Of the countless examples of what has gone wrong let me quote a few. Way back in 1987, while researching in Britain’s public records office, I was startled to come across Jawaharlal Nehru’s top-secret note on his 1954 visit to China and Vietnam. He had sent a copy to his British counterpart, Winston Churchill, and the British had scrupulously sent it to the PRO after 30 years. I promptly published a summary of it in my column. The next year this note formed part of the fourth volume of Nehru’s Letters to Chief Ministers, edited by the late G. Parathasarthi, and much later in the second series of Selected Writings of Jawaharlal Nehru.

While writing his memoirs after retirement, Kewal Singh, a former foreign secretary and high commissioner to Pakistan, needed to look at some of his own dispatches from Karachi (where the Pakistani foreign office was then located) and a few related notes. His request to the government was refused. How he got around this obstruction is best left unstated.

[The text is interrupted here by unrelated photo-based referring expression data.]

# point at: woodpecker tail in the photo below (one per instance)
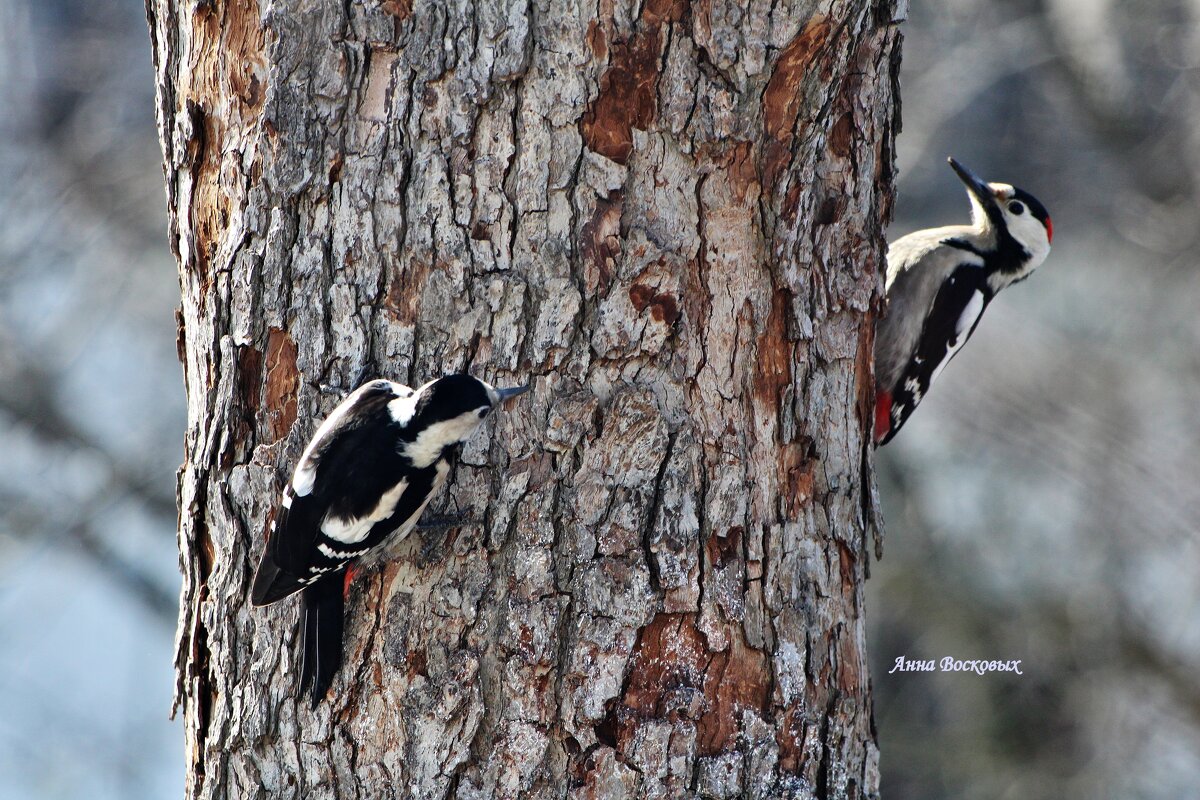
(271, 582)
(323, 613)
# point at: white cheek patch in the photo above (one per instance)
(355, 529)
(329, 552)
(402, 409)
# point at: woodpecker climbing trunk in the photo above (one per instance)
(669, 216)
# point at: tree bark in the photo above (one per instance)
(669, 216)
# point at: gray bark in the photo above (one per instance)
(669, 216)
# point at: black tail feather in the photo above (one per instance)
(271, 583)
(323, 617)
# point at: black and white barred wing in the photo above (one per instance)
(352, 488)
(957, 310)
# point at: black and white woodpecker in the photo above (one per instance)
(361, 485)
(939, 283)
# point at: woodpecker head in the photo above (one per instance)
(1012, 217)
(449, 409)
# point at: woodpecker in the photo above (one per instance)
(361, 485)
(939, 283)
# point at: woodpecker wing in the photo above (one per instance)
(957, 310)
(351, 491)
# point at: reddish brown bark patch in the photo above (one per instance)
(600, 244)
(797, 474)
(783, 96)
(774, 352)
(673, 675)
(399, 8)
(864, 374)
(664, 307)
(737, 680)
(250, 384)
(282, 383)
(628, 96)
(670, 659)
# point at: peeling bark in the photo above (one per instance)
(669, 216)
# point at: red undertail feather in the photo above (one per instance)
(882, 415)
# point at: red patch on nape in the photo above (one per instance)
(882, 415)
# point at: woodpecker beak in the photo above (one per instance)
(977, 185)
(979, 190)
(504, 394)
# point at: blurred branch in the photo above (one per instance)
(994, 54)
(25, 392)
(46, 524)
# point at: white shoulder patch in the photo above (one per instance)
(432, 440)
(354, 529)
(305, 475)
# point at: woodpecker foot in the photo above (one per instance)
(351, 571)
(435, 533)
(447, 522)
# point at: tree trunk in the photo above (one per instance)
(669, 217)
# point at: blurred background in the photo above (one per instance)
(1042, 504)
(1043, 501)
(91, 410)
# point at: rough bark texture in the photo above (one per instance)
(669, 215)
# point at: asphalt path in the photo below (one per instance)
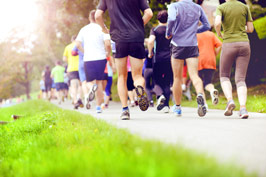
(228, 139)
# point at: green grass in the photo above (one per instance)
(51, 142)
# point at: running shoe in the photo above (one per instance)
(160, 103)
(229, 108)
(177, 110)
(215, 95)
(92, 92)
(202, 110)
(125, 115)
(98, 109)
(165, 109)
(243, 113)
(142, 98)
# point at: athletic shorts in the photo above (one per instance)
(206, 76)
(94, 70)
(48, 86)
(73, 75)
(130, 82)
(183, 53)
(59, 86)
(133, 49)
(82, 75)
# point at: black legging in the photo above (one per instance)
(163, 78)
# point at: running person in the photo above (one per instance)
(97, 48)
(58, 75)
(183, 19)
(162, 70)
(237, 22)
(209, 48)
(73, 74)
(127, 31)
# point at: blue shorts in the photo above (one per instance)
(95, 70)
(59, 86)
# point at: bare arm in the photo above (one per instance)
(151, 45)
(147, 16)
(250, 27)
(218, 24)
(100, 21)
(79, 46)
(218, 50)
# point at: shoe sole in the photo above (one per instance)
(142, 99)
(160, 106)
(229, 109)
(202, 110)
(215, 97)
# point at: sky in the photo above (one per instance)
(21, 14)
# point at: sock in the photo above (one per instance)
(125, 108)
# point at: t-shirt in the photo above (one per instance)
(126, 19)
(207, 42)
(58, 74)
(93, 39)
(235, 16)
(162, 45)
(72, 61)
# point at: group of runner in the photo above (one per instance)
(177, 42)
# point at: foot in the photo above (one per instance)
(243, 113)
(142, 98)
(98, 109)
(229, 108)
(177, 110)
(202, 110)
(160, 103)
(92, 92)
(165, 109)
(125, 115)
(215, 95)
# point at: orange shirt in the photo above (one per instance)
(207, 42)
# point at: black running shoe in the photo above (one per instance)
(125, 115)
(202, 110)
(143, 101)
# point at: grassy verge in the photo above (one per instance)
(48, 141)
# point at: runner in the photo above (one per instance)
(162, 70)
(237, 22)
(127, 31)
(97, 47)
(82, 75)
(58, 75)
(73, 74)
(209, 48)
(183, 19)
(47, 82)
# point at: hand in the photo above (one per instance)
(168, 37)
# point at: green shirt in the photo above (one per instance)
(58, 74)
(235, 16)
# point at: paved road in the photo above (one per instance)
(242, 142)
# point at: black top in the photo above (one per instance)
(162, 45)
(126, 19)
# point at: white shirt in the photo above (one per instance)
(93, 38)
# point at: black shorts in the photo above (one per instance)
(73, 75)
(59, 86)
(183, 53)
(130, 82)
(206, 76)
(94, 70)
(133, 49)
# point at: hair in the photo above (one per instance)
(92, 16)
(162, 16)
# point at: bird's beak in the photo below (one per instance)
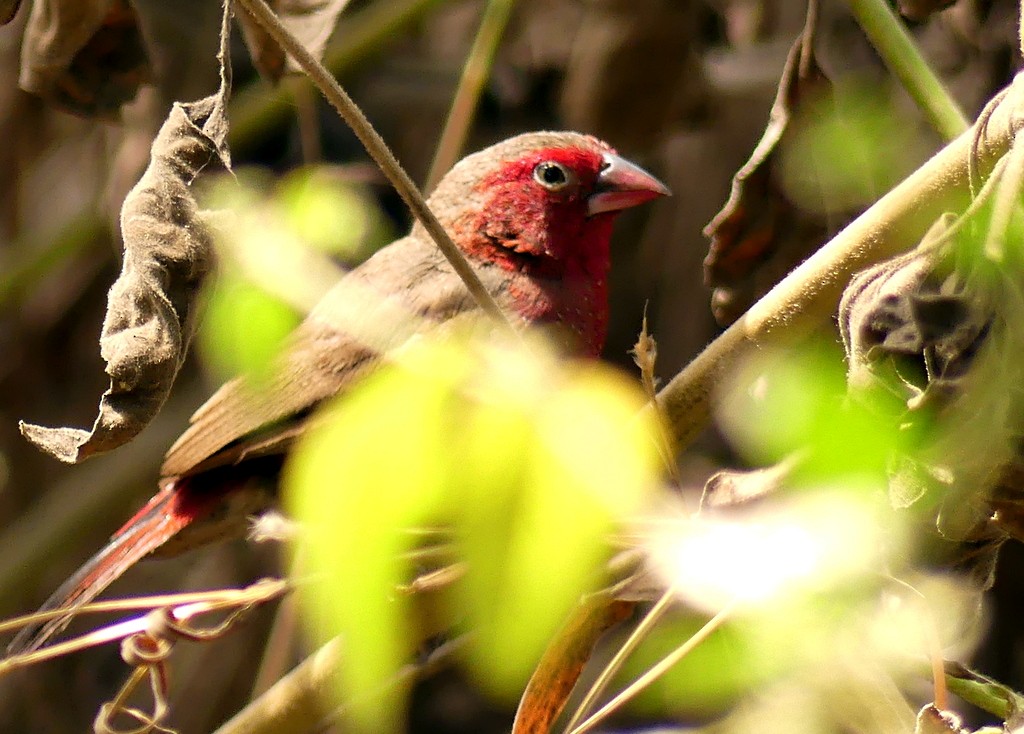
(621, 184)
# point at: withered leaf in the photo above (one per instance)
(942, 331)
(562, 662)
(761, 233)
(150, 308)
(8, 9)
(86, 56)
(309, 20)
(729, 487)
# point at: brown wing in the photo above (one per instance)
(402, 290)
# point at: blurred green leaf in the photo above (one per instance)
(244, 328)
(849, 148)
(332, 216)
(532, 461)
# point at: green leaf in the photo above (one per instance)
(244, 328)
(531, 462)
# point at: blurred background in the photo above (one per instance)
(683, 87)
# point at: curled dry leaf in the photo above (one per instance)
(563, 660)
(942, 330)
(168, 250)
(309, 20)
(8, 9)
(86, 56)
(761, 233)
(729, 487)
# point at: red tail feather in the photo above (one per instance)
(161, 519)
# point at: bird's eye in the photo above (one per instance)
(552, 176)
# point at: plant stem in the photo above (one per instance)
(809, 294)
(658, 670)
(900, 53)
(474, 74)
(378, 149)
(257, 106)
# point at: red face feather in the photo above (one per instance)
(534, 216)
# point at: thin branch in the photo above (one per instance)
(255, 109)
(295, 703)
(378, 149)
(467, 95)
(631, 644)
(658, 670)
(900, 53)
(809, 294)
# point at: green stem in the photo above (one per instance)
(256, 108)
(474, 74)
(898, 50)
(378, 150)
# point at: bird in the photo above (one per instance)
(532, 214)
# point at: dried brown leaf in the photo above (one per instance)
(562, 662)
(761, 233)
(8, 9)
(86, 56)
(150, 308)
(940, 330)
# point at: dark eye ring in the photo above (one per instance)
(552, 176)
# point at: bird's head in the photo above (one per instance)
(541, 202)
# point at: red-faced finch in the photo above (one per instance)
(532, 215)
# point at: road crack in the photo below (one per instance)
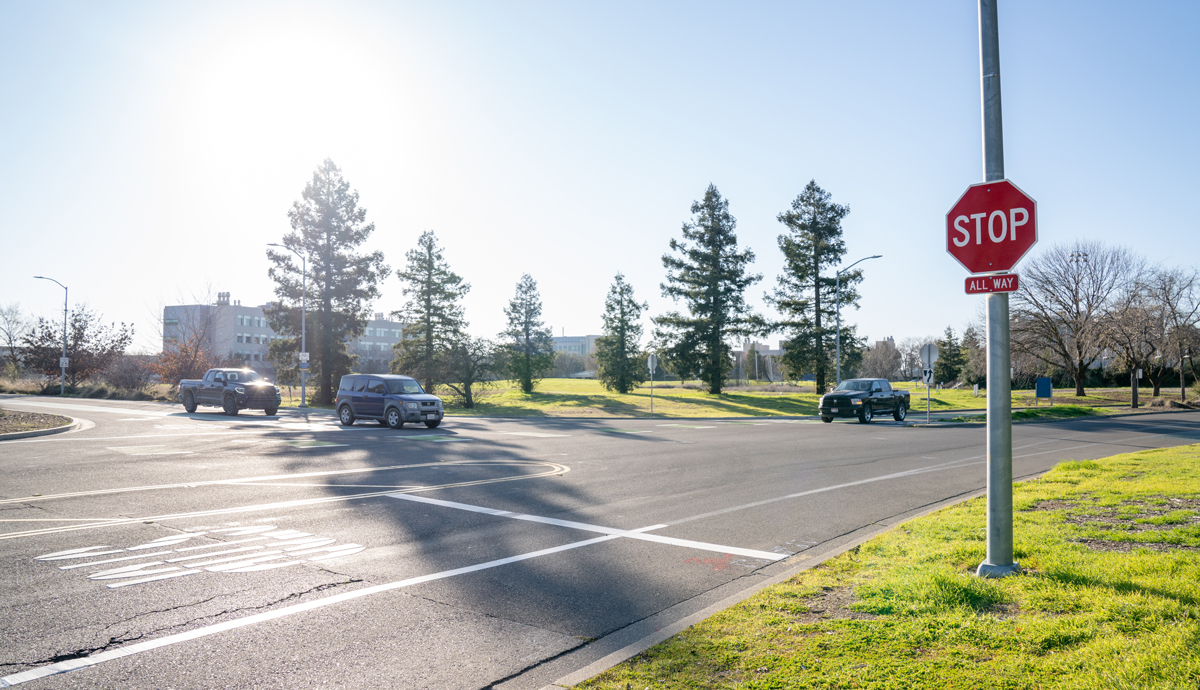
(117, 641)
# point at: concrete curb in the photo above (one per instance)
(75, 425)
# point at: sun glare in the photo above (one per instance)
(286, 87)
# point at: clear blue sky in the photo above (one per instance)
(150, 150)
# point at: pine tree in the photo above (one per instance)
(622, 364)
(527, 341)
(807, 299)
(949, 358)
(711, 277)
(328, 226)
(435, 318)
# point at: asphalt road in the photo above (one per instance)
(154, 549)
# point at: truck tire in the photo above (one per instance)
(393, 418)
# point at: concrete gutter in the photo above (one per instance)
(73, 426)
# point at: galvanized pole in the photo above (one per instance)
(63, 381)
(304, 330)
(838, 299)
(999, 561)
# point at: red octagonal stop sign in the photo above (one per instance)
(991, 227)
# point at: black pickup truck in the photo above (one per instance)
(864, 397)
(231, 389)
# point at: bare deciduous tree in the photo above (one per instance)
(1066, 297)
(881, 361)
(13, 327)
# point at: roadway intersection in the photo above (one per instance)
(154, 549)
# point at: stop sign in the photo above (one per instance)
(991, 227)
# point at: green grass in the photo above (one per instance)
(1056, 412)
(585, 397)
(1109, 598)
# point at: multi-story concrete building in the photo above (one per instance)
(575, 345)
(241, 333)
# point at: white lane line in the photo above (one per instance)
(95, 659)
(273, 478)
(94, 408)
(586, 527)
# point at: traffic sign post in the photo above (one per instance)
(653, 364)
(988, 231)
(928, 357)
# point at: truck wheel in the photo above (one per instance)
(393, 418)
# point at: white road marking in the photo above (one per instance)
(95, 659)
(673, 541)
(111, 408)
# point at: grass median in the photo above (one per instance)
(1109, 598)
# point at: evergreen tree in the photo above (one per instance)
(622, 365)
(949, 358)
(709, 275)
(328, 226)
(527, 341)
(432, 315)
(807, 299)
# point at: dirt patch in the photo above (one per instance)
(833, 604)
(1128, 546)
(15, 421)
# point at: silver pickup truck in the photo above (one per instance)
(231, 389)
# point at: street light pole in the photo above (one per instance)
(304, 309)
(63, 382)
(838, 300)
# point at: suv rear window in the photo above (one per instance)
(403, 387)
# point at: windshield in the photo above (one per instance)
(403, 385)
(243, 376)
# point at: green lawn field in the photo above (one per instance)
(1109, 598)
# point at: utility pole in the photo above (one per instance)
(999, 561)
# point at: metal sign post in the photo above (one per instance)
(653, 363)
(999, 561)
(928, 357)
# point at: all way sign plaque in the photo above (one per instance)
(1001, 283)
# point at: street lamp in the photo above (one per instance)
(304, 331)
(838, 299)
(63, 363)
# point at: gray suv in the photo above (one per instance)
(389, 399)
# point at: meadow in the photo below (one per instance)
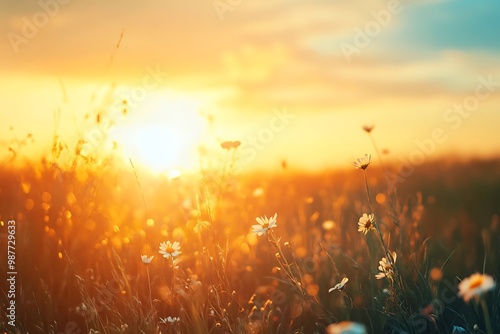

Even more scandalous is the government’s refusal to publish the official histories, written by the defence ministry’s historians, of the 1962, 1965 and 1971 wars. High-powered official committees have recommended their publications but abominable "no-men" of ministries of home affairs and external affairs have blocked this.

In 2005, the centenary year of Lal Bahadur Shastri, Prime Minister Manmohan Singh was willing to declassify all documents relating to the short-lived Shastri era so that a definitive biography of Shastriji could be written. All his efforts got lost in the politico-bureaucratic labyrinth. What happened to similar attempts by Rajiv Gandhi cannot be described in available space. What must take the cake, however, is that the 1914 file on MacMahon Line is open to anyone in London’s India Office Library. Here it has the highest classification!

Against this bleak backdrop, it is remarkable that Natwar Singh, in his latest and eminently readable book My China Diary (1956-88) — it covers his years at the Indian embassy in Beijing, his experience as liaison officer with Zhou Enlai during the latter’s 1960 failed talks with Nehru in Delhi and Rajiv Gandhi’s path-breaking 1988 visit to China when he was minister of state in the MEA — has published, for the first time, the verbatim record of the somewhat tense Nehru-Zhou conversation on April 25, 1960.

Rather excitedly, I asked him whether he had the government’s permission to publish this document and, if so, why hadn’t he included the rest of the talks between the two Prime Ministers. The former foreign affairs minister replied that he had no such permission; he had found the document in the P.N. Haksar Papers in the Jawaharlal Nehru Memorial Museum and Library.